Fred Hunt, a local amateur playing for Exeter City’s reserves immediately before the First World War, survived the armed conflict only to die of dysentery and pneumonia in Palestine a week before the armistice in November 1918. Although he did not play for the first team, he is recorded in this section of the archive in common with all thirteen Exeter City players who lost their lives in events related to the conflict of 1914-18.
Fred, Exeter-born and bred in keeping with nearly all of the club’s amateur players who died in the Great War, is first noted as playing for St Leonard’s in Exeter before turning out for Topsham St Margaret’s.

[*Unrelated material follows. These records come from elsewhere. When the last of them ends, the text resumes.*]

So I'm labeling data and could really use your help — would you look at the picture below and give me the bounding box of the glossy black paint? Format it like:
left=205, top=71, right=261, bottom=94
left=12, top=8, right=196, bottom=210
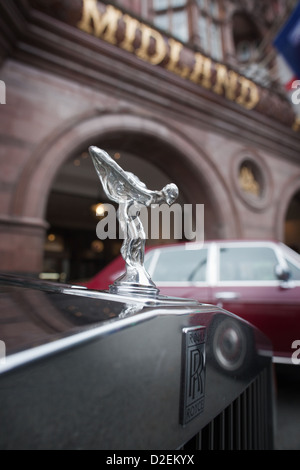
left=0, top=276, right=273, bottom=449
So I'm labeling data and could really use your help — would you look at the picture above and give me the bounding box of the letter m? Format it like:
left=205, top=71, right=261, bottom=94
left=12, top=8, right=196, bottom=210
left=0, top=80, right=6, bottom=104
left=77, top=0, right=122, bottom=44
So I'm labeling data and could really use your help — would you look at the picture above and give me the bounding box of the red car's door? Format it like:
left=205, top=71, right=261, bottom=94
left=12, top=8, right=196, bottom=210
left=212, top=243, right=300, bottom=362
left=145, top=244, right=211, bottom=303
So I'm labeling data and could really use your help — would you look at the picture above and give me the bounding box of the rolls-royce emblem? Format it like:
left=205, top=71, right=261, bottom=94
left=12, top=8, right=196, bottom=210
left=89, top=147, right=179, bottom=297
left=180, top=326, right=206, bottom=425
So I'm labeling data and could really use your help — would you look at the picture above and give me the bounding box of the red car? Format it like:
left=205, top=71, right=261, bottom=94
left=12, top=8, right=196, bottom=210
left=87, top=240, right=300, bottom=364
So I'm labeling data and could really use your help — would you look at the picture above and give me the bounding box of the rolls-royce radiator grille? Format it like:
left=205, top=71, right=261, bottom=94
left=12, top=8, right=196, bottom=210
left=183, top=369, right=273, bottom=450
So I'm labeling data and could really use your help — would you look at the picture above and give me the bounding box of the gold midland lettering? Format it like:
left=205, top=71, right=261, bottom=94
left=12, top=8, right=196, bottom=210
left=78, top=0, right=259, bottom=109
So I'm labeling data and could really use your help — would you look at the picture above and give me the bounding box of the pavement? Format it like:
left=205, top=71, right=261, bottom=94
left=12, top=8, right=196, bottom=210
left=275, top=365, right=300, bottom=450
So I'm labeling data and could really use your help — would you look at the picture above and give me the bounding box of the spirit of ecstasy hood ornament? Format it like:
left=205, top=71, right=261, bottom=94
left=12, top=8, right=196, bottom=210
left=89, top=147, right=179, bottom=297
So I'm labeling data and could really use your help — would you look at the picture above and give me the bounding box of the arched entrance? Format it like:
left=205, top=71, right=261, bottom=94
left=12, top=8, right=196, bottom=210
left=14, top=113, right=240, bottom=277
left=284, top=190, right=300, bottom=253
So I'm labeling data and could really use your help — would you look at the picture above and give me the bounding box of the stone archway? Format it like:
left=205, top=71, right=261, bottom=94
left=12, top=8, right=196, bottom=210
left=276, top=174, right=300, bottom=252
left=284, top=189, right=300, bottom=253
left=9, top=112, right=240, bottom=272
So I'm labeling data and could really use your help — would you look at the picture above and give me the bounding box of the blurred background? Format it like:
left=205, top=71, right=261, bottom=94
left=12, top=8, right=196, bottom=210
left=0, top=0, right=300, bottom=282
left=0, top=0, right=300, bottom=449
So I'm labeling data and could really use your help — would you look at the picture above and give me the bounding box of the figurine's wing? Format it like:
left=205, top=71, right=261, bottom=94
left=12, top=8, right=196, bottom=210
left=89, top=147, right=161, bottom=204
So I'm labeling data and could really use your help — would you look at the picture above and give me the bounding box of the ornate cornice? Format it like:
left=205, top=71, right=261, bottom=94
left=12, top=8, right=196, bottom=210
left=0, top=0, right=300, bottom=161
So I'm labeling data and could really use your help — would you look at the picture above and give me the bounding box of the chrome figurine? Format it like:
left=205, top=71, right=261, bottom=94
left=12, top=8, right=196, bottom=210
left=89, top=147, right=179, bottom=296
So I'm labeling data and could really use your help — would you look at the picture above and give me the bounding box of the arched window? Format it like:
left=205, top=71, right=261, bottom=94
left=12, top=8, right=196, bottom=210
left=196, top=0, right=223, bottom=60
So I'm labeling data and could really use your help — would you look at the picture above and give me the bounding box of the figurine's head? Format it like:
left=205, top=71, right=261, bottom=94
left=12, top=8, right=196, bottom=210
left=162, top=183, right=179, bottom=206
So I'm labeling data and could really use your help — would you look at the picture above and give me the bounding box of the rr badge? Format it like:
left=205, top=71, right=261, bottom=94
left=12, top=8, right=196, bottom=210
left=180, top=326, right=206, bottom=425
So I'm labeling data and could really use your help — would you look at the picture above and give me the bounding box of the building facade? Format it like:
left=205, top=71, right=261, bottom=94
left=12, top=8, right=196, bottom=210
left=0, top=0, right=300, bottom=278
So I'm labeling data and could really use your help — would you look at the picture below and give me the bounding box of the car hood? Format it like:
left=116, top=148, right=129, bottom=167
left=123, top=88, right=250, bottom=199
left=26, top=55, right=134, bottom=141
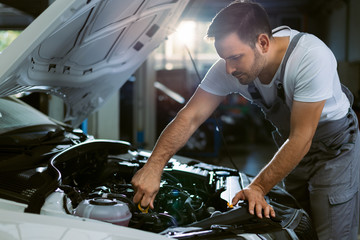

Having had a few games for Bath City, he is recorded as appearing for Exeter City’s reserve team in the Plymouth and District league towards the end of 1911/12 and again in each of the following two seasons. Reportedly also having a few games in September 1914, soon after the outbreak of war, he would have often played alongside the generation of City’s amateurs who were to perish in the Great War: Fred Bailey, Edwin Clark, Billy Stoneman, John Webb and George White.
A full-back and described as ‘a very keen and clever soccer footballer’, he was employed at Harry Hems’ Ecclesiastical Art Works in Longbrook Street just a few streets from St James’ Park. Keen to enlist in the war effort, he left for India with the 2/4 Devons in December 1914 along with Exeter City director Norman Kendall, trainer Syd Greenway and professional player Alf Green. Later, as a sergeant attached to the 1/123rd Outram Rifles, he took part in actions against Turkish forces after arriving in Egypt in October 1917. Subsequently serving in Gaza, Frederick Hunt died of dysentery and pneumonia in Palestine on 4 November 1918.
There is a memorial to Fred in Exeter’s Higher Cemetery.